How about any erroneous cron jobs? ACP --> Scheduled Tasks --> Scheduled Task Manager

I ran Maintenance > Diagnostics > Suspect file versions and checked every file that had a notice. Aside from some older files from previous versions of VB and old plugins, nothing was out of place.

I replaced all VB core files with fresh downloads, and replaced most plugin files as well.

Sucuri and ClamAV didn't find anything either.

--------------- Added 1407701446 at 1407701446 ---------------

How about any erroneous cron jobs? ACP --> Scheduled Tasks --> Scheduled Task Manager

Those all seem to be ok as far as I can tell. There's a couple from mods and the rest look like core VB tasks.

Thanks tpearl5. Yes, install dir was already removed.

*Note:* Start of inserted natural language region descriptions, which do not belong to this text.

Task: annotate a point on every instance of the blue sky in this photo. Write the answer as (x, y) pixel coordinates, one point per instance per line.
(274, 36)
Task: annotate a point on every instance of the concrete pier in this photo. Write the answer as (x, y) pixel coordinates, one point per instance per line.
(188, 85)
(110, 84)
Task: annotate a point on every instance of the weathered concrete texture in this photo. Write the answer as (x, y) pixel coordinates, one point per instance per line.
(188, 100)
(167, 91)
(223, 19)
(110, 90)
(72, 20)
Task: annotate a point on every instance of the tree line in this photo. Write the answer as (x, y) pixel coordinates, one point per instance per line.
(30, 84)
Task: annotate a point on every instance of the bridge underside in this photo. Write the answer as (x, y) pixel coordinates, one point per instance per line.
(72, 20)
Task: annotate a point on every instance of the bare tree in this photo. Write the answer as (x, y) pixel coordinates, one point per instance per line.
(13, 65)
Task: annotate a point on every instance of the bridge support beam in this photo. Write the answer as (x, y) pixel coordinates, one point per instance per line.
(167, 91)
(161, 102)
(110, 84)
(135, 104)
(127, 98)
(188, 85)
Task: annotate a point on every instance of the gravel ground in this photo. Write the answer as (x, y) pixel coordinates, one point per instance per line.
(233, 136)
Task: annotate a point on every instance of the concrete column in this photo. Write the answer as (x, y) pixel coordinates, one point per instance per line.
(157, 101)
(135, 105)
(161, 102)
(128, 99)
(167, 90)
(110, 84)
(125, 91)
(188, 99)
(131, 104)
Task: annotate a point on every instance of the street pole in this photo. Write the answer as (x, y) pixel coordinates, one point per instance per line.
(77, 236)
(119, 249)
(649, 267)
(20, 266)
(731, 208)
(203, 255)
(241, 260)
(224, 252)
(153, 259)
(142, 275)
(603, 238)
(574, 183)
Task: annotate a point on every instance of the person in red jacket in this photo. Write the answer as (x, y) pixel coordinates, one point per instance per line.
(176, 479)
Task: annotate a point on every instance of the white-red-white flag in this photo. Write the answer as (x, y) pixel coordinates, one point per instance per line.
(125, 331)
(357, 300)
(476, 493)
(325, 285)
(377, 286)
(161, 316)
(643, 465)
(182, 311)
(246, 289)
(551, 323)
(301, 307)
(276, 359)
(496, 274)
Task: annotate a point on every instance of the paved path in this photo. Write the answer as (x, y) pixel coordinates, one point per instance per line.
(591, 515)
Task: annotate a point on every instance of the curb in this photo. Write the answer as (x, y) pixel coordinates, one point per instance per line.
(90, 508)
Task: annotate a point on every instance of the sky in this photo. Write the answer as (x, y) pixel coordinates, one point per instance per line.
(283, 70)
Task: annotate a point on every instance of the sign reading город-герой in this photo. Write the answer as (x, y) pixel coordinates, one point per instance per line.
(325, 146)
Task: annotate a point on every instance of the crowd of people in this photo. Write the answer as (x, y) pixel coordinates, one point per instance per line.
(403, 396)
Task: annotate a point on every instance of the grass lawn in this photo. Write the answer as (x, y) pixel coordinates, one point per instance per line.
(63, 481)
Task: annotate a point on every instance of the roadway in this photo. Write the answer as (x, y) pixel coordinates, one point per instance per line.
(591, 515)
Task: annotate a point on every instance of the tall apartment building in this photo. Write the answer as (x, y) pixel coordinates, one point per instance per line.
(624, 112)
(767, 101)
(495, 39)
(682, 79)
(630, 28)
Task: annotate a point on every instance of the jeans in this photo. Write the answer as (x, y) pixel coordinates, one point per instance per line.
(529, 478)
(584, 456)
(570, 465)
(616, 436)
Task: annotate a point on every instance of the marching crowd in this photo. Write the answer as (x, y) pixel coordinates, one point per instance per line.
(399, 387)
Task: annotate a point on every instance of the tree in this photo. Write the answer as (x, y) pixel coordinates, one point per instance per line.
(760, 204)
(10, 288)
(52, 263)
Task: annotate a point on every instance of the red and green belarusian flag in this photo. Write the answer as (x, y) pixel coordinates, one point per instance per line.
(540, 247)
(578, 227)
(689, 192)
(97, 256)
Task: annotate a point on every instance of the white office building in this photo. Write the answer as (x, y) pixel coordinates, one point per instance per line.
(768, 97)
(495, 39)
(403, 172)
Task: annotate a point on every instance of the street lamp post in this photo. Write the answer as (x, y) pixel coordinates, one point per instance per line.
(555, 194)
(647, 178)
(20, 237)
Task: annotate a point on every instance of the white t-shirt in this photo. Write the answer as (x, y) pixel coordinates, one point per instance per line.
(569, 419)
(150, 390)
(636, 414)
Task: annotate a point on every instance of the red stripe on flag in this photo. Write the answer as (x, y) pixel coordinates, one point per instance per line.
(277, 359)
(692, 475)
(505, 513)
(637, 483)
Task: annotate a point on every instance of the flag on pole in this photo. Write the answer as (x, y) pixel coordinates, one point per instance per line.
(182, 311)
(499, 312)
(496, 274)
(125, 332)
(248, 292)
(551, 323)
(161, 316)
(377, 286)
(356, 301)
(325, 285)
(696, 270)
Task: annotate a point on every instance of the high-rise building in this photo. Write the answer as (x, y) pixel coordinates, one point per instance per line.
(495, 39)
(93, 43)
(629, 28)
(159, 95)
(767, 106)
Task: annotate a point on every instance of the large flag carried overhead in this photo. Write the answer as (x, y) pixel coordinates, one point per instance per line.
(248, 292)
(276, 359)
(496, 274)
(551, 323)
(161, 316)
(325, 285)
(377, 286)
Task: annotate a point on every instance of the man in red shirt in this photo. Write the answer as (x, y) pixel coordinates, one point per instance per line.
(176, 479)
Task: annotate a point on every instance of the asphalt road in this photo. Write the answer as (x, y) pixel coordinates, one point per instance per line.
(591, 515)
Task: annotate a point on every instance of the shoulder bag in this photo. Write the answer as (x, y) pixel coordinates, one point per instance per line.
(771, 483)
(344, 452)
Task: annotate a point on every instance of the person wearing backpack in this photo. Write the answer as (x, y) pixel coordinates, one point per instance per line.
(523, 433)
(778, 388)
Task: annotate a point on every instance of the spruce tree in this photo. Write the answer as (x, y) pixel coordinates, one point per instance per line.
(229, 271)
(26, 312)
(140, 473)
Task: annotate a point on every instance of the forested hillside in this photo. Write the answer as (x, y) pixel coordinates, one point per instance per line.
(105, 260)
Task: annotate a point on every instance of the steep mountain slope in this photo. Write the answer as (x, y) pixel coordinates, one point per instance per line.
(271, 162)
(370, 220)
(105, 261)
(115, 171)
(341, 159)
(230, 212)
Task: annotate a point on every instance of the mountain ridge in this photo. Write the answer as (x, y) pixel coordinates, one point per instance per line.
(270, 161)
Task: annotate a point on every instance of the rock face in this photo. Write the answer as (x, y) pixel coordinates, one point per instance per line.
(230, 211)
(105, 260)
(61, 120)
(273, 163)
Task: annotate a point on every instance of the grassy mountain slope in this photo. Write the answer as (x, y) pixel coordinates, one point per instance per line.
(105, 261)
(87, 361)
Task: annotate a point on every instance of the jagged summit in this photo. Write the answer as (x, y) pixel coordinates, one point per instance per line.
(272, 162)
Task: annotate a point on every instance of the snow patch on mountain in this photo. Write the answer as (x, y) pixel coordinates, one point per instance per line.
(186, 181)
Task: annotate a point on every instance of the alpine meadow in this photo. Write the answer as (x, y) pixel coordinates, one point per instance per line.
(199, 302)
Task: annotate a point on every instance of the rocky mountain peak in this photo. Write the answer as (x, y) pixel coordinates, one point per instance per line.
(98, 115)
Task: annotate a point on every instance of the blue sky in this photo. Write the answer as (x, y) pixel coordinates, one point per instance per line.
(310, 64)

I also suspect there is a backdoor somewhere, or a file that is vulnerable to sql injection. I'm wondering if there are some strings I can search my apache raw access logs for to identify the culprit.


I'm not sure anything would appear in the access logs, but you may want to look at and sort by the modified dates of any files (not just vbulletin ones).

Why are you on 4.2.1 and not 4.2.2

It was due to incompatibility with a mod I was using. I'm no longer using it and will be upgrading, but I don't think 4.2.1 PL1 -> 4.2.2 PL1 fixes any security issues.

Looks like you may have to resort to paying to have it sorted. :(

There's nothing in 4.2.2 that would break a modification that worked on 4.2.1.

Upgrade to 4.2.2 and add the following line to your /includes/config.php file, right under the <?php line:
define('SKIP_ALL_ERRORS', true);

For everyone who is saying to upgrade as a response to this thread, are you suggesting that vBulletin 4.2.1 PL1 is not secure? I don't think that is the case.

It is secure, it just 4.2.2 is just more secure, but if you like what you have stay with it as long as you have installed the latest security patch that came out a few months ago.

How is it that hackers can find the security holes so easily before they are spotted by vBulletin developers? Are they smarter than the software developers at vBulletin or is vBulletin not spending enough time and effort on QC ?

It seems like they release a new version and wait for the hackers to show them where they messed up instead of conducting enough testing prior to the release.

There's nothing in 4.2.2 that would break a modification that worked on 4.2.1.

Upgrade to 4.2.2 and add the following line to your /includes/config.php file, right under the <?php line:
define('SKIP_ALL_ERRORS', true);
Unless there is a very good reason to disable all error reporting, please use SKIP_DS_ERRORS.

That reverts 4.2.2 to use the same as 4.2.1 (and previous versions).